As for Garvey's argument that owners have no economic incentive to win, the facts suggest otherwise. NFL owners tend to be successful businessmen with strong egos who don't particularly relish having sportswriters, golf-course kibitzers and boardroom cronies giving them grief about being associated with losing teams. And, in fact, they do have a financial stake in won-lost records. How well a team performs on the field can affect the price that can be charged for tickets to its games, not to mention the demand for luxury boxes and the amount of concession receipts lost because of no-shows turned off by a team's ineptness. It's partly because of such factors that the profits of NFL clubs vary widely, notwithstanding the equal sharing of TV wealth; according to the union's own estimates, the Rams, for example, had a 1980 profit of at least $7.7 million vs. barely $2.5 million for the Broncos.

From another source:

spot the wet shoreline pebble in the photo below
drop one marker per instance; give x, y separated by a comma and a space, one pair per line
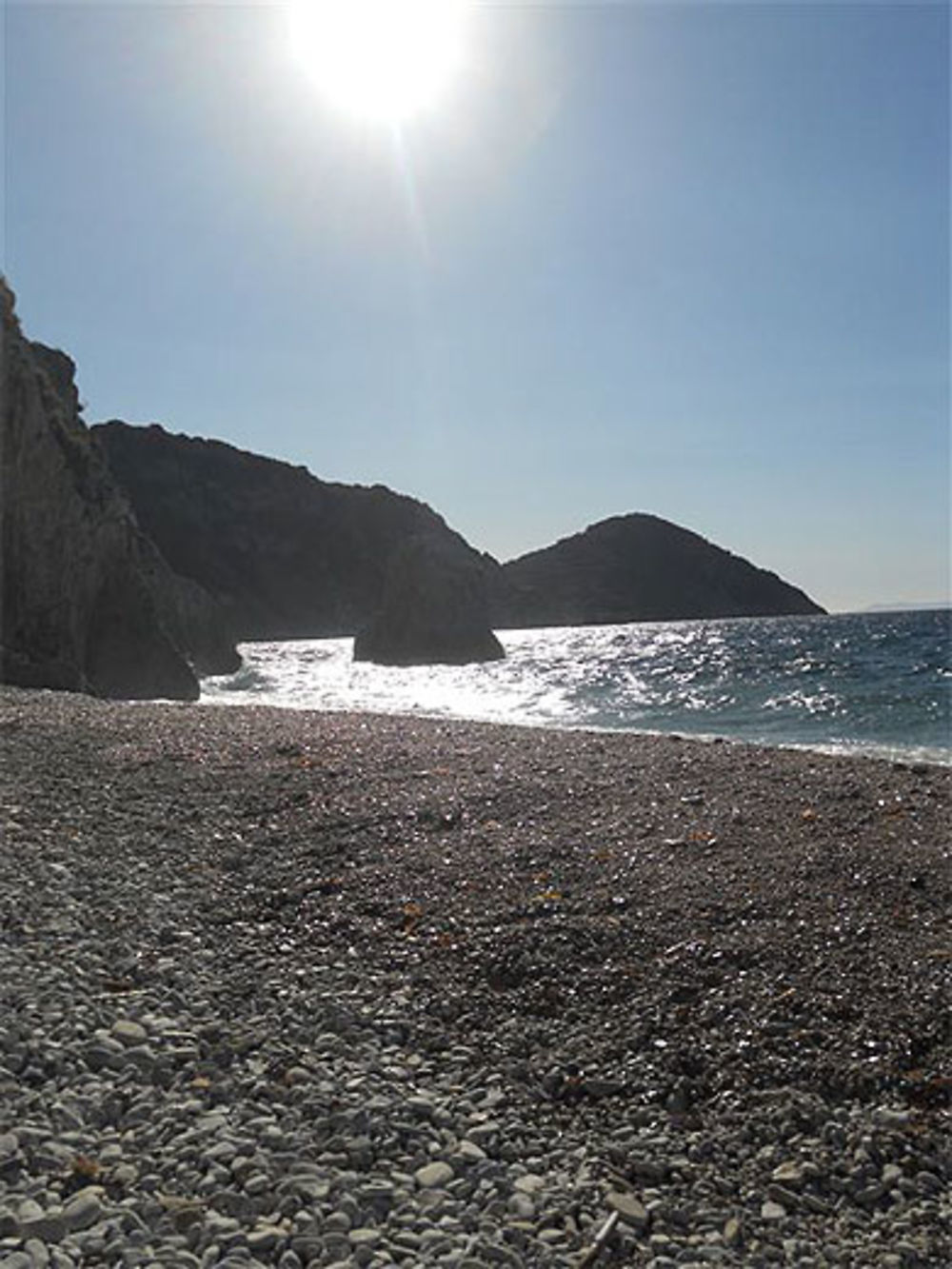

One reason Garvey shies from fighting for free agency may be his desire to minimize the influence of certain player agents with whom he has feuded. It may be no coincidence that a group of agents tried unsuccessfully two years ago to establish a rival NFL players' association or that Garvey's union was a major force behind a bill strictly regulating sports agents that passed the California legislature last year. Obviously, agents would wield less power under Garvey's proposed percentage-of-gross-revenue scheme, with its provision for a fixed salary scale, than they would under unbridled free agency.

For all we know, Garvey's negotiating strategy will work and he'll win a revenue-sharing deal that results in deserved higher salaries for his players. But we also wouldn't be surprised if he has trouble gaining public sympathy for so unconventional a scheme and is hard put to maintain rank-and-file unity on the issue. By contrast, free agency is a tried-and-true method of raising player salaries, one that hasn't been honestly tested in the NFL.

THE MASSAGE WAS ON THE HOUSE
When an earthquake registering 5.9 on the Richter scale hit New England one morning last month, Colgate Goaltender Guy Lemonde was asleep in a motel in Brewer, Maine, where the Red Raiders had traveled to play the University of Maine. As the room shook, Lemonde woke up, turned to his roommate, backup Goalie Jeff Cooper, and said, "Thanks a lot, Coop." Then he fell back asleep. Later, after awakening for good and being told about the quake, Lemonde sheepishly explained why he'd expressed gratitude to Cooper: "I thought Coop had put a quarter in the Magic Fingers."